New ruling tax threat to some pension transfers (Birmingham Post article 27.12.2018)

Defined benefit (DB) transfers have surged since the introduction of pension freedoms.

It is reckoned that more than 100,000 people have left their final salary pension in the past 12 months, and rising.

According to Retirement Planner, there are a number of reasons for this.

The first is flexibility – instead of taking a set pension on a set date, you have much more choice how and when you take your pension.

Many DB pension schemes offer a pretty poor deal if you want to convert part of your DB pension into a tax-free lump sum. Although the tax-free cash is in theory 25 per cent of the value of the pension, you often lose more than 25 per cent of your annual pension if you go for tax-free cash. In defined contribution (DC) schemes, you get exactly 25 per cent.

Then there is inheritance – generous tax rules mean that if you leave behind money in a DC pension pot it can be passed on with a favourable tax treatment. In a DB pension, while there may be a regular pension for a widow or widower, there is unlikely to be a lump sum inheritance to children.

Every year some employers go bankrupt. If the DB pension scheme goes into the Pension Protection Fund, you could lose 10 per cent if you are under pension age, and may get lower annual increases.

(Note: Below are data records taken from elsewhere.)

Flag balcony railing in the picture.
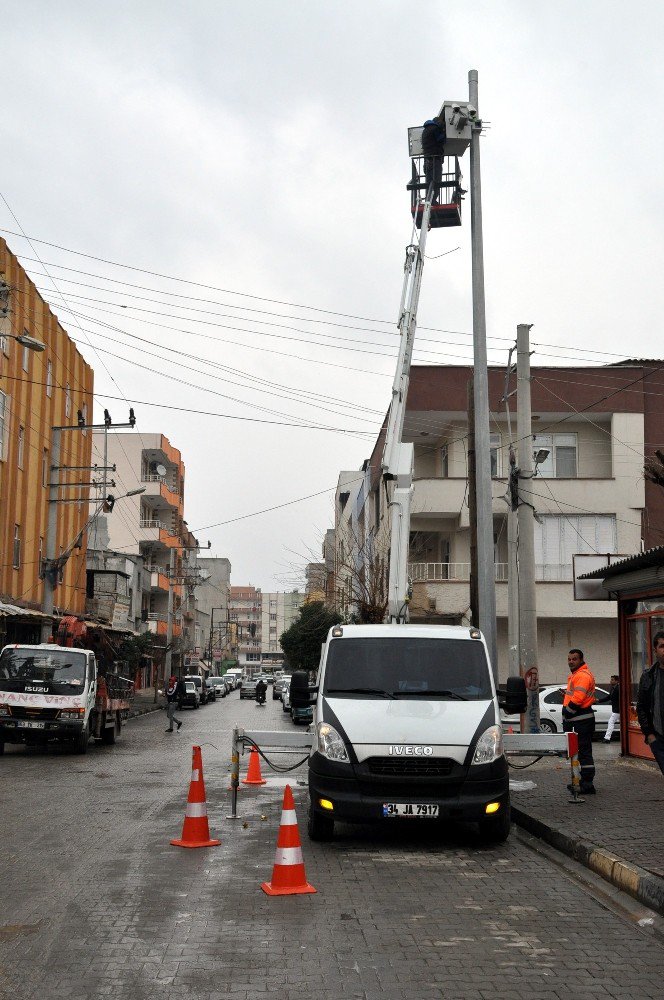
[408,563,573,583]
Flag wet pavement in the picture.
[0,692,664,1000]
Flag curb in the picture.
[512,806,664,916]
[127,705,162,719]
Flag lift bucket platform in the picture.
[406,156,465,229]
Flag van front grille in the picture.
[365,757,456,778]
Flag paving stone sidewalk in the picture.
[511,742,664,912]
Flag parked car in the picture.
[184,674,207,705]
[178,681,201,708]
[500,684,611,733]
[272,674,290,701]
[240,674,267,698]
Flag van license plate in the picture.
[383,802,438,819]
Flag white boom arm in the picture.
[381,191,434,623]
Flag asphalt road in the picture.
[0,692,664,1000]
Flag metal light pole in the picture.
[516,323,540,733]
[468,69,498,682]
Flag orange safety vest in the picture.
[563,663,595,708]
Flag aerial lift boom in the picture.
[381,191,434,623]
[381,109,476,624]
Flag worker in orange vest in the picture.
[563,649,595,795]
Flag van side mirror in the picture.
[498,677,528,715]
[290,670,318,708]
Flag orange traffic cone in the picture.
[171,747,221,847]
[261,785,316,896]
[242,750,267,785]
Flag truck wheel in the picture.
[101,712,122,746]
[480,801,511,844]
[74,726,90,753]
[307,799,334,841]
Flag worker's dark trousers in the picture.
[563,716,595,785]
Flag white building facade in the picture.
[335,365,652,683]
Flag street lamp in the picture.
[8,333,46,351]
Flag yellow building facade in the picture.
[0,238,96,614]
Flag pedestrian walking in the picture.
[563,649,595,795]
[604,674,620,743]
[166,677,184,733]
[636,632,664,774]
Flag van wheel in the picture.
[480,800,512,844]
[74,726,90,753]
[307,800,334,841]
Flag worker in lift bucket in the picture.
[422,115,447,205]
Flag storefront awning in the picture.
[0,603,53,621]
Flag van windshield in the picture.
[0,647,86,694]
[324,636,492,701]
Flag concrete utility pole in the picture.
[39,427,62,642]
[516,323,540,733]
[468,377,480,628]
[468,69,498,682]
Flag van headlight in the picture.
[316,722,349,764]
[473,726,503,764]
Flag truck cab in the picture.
[298,624,510,841]
[0,643,133,753]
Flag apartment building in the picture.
[261,590,306,663]
[228,584,263,667]
[195,556,235,673]
[0,238,95,639]
[335,361,664,682]
[94,431,189,647]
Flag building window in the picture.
[12,524,21,569]
[489,434,502,479]
[535,514,617,580]
[440,444,450,479]
[533,434,578,479]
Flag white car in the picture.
[500,684,611,733]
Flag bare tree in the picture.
[335,525,388,624]
[643,448,664,487]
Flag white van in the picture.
[290,625,526,842]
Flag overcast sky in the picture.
[0,0,664,590]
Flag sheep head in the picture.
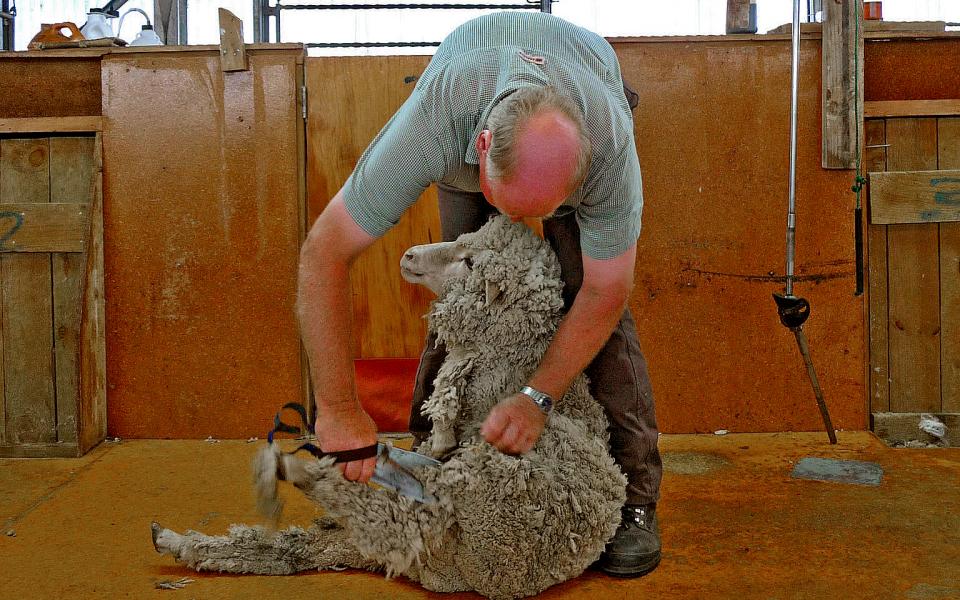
[400,216,563,349]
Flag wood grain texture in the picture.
[863,39,960,101]
[0,117,103,133]
[50,136,95,444]
[103,48,302,438]
[217,8,248,72]
[821,0,863,169]
[870,168,960,225]
[306,36,867,432]
[0,204,90,253]
[0,57,100,119]
[0,138,57,444]
[937,118,960,412]
[864,119,890,412]
[306,56,441,358]
[887,118,941,412]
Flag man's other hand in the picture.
[314,409,377,483]
[480,393,547,455]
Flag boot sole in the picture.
[597,552,660,579]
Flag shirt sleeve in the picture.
[577,136,643,260]
[343,94,445,237]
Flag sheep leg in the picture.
[151,521,377,575]
[281,455,453,579]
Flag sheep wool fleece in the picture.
[153,217,626,599]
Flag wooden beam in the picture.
[0,202,90,253]
[871,119,942,412]
[0,117,103,133]
[0,443,82,458]
[870,171,960,225]
[821,0,863,169]
[218,8,249,72]
[863,100,960,119]
[863,119,890,414]
[937,118,960,412]
[726,0,757,33]
[870,412,960,446]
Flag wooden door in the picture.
[0,132,106,457]
[866,116,960,414]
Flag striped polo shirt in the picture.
[343,12,643,259]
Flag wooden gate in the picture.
[0,123,106,457]
[866,103,960,440]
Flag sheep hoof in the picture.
[150,521,181,557]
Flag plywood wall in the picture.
[867,117,960,413]
[306,38,866,432]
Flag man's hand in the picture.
[480,393,547,454]
[314,408,377,483]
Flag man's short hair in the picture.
[486,86,591,183]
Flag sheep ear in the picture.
[486,281,503,306]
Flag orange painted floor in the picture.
[0,432,960,600]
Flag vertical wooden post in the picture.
[218,8,249,72]
[727,0,750,33]
[821,0,863,169]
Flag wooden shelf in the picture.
[0,116,103,134]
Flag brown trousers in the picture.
[410,184,663,504]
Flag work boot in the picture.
[597,504,660,577]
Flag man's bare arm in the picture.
[297,193,377,481]
[481,244,637,454]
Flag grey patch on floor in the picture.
[790,458,883,485]
[660,452,730,475]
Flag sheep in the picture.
[153,216,626,599]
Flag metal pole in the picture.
[773,0,837,444]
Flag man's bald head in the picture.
[477,87,591,217]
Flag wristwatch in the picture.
[520,385,553,415]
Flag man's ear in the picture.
[484,281,503,307]
[477,129,493,162]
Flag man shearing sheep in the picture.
[298,12,662,577]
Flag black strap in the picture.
[267,402,378,463]
[289,442,379,462]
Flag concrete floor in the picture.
[0,432,960,600]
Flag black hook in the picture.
[773,293,810,329]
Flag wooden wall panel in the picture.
[50,136,94,443]
[887,118,940,412]
[306,38,867,432]
[862,119,890,412]
[306,56,441,358]
[0,138,57,444]
[102,49,303,437]
[0,57,100,119]
[937,118,960,412]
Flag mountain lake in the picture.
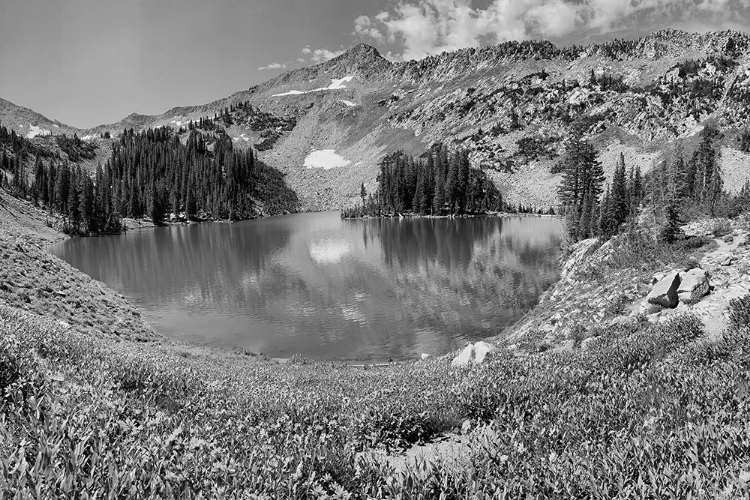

But if you have transferred out, you are not affected.

Now however a court ruling has muddied the waters around inheritance – pension savers in ill-health are at greater risk of their loved ones being hit with a 40 per cent IHT bill.

Current rules mean that if someone is in ill-health and they decide to transfer their defined contribution pension but subsequently die within two years, the sum is subject to inheritance tax. But most transfers are exempt as long as the transfer was not meant to confer a ‘gratuitous benefit’ on the member.

However that is now up in the air following a landmark ruling in the Staveley Case which centred on the decision by a divorcee to transfer her pension and bequeath the money to her children, rather than leave it in an existing scheme benefiting her ex-husband.

This move was taken when she was terminally ill and she died a month later.

HMRC argued that as she had not drawn on the pension benefit, the transfer conferred a ‘gratuitous benefit’ to her sons. Further, it said she deliberately designed it to reduce the value of her estate for IHT purposes. As such, HMRC applied an IHT charge. This decision was challenged by her sons and the Upper Tribunal of the Tax and Chancery Chamber rejected HMRC’s arguments. But the Court of Appeal recently overturned this ruling in favour of HMRC.

Speaking to, Tom Selby, senior analyst at AJ Bell, was scathing.

“What we are left with is a complex, nonsensical web of rules which risk layering on extra worry for beneficiaries at a time where they are likely to be suffering from serious emotional distress,” he said.

He urged the Government to exempt pensions from IHT altogether.

Ian Browne, pension expert at Quilter, took a similar view, saying terminally ill people would be penalised for good financial planning. “This is a legacy of an outdated inheritance tax system, which remains off kilter with pension freedoms. The Chancellor has the power to set this glaring discrepancy straight.”

In the meantime be extra careful you do not succumb to such pitfalls. Don’t leave it until you are in ill-health if you are mulling taking action on transfers.